Solution visant à enrayer le réchauffement climatique, la technologie du CCS consiste à capter le dioxyde de carbone à la sortie de cheminées d’usine, à le transporter après liquéfaction puis à le séquestrer dans des réservoirs géologiques.
En pratique, le CO2 capté à Sluiskil sera acheminé par bateau en Norvège sur le terminal d’Øygarden, près de Bergen (ouest), puis injecté par tuyau, à une centaine de kilomètres au large, dans un aquifère salin à 2.600 mètres sous les fonds de la mer du Nord.
Yara est le premier client commercial de « Northern Lights », « premier service commercial de transport et de stockage de CO2 au monde » porté par les géants pétroliers Equinor, Shell et TotalEnergies.
« L’Europe a besoin de solutions climatiques concrètes, qui permettent de réduire réellement les émissions tout en renforçant la compétitivité industrielle », a souligné le commissaire européen en charge du climat, Wopke Hoekstra.
« Le projet de captage et de stockage du carbone de Sluiskil montre ce qu’il est possible d’accomplir lorsque l’innovation et la coopération transfrontalière vont de pair », a-t-il dit, cité dans un communiqué.
La technologie du CCS est citée par le Groupe d’experts intergouvernemental sur l’évolution du climat (Giec) parmi les solutions pour réduire l’empreinte d’industries difficiles à décarboner telles que les cimenteries ou la sidérurgie.
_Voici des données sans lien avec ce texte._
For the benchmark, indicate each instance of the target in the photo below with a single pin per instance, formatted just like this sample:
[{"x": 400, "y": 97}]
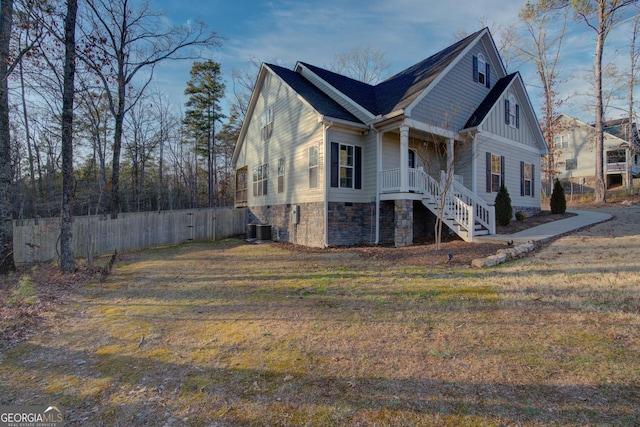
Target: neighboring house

Elle reste cependant coûteuse et complexe à financer, malgré le rebond du prix du carbone et les soutiens publics.
Northern Lights, qui a lancé ses opérations en 2025, n’a à ce jour signé qu’une poignée de contrats commerciaux avec des groupes industriels ou des énergéticiens en Europe.
Financé en grande partie par l’Etat norvégien, le projet a une capacité annuelle de stockage de 1,5 million de tonnes de CO2, qui doit être portée à 5 millions de tonnes d’ici à la fin de la décennie.
Outre M. Hoekstra, les Premiers ministres néerlandais et norvégien, Rob Jetten et Jonas Gahr Støre, ont participé à l’inauguration.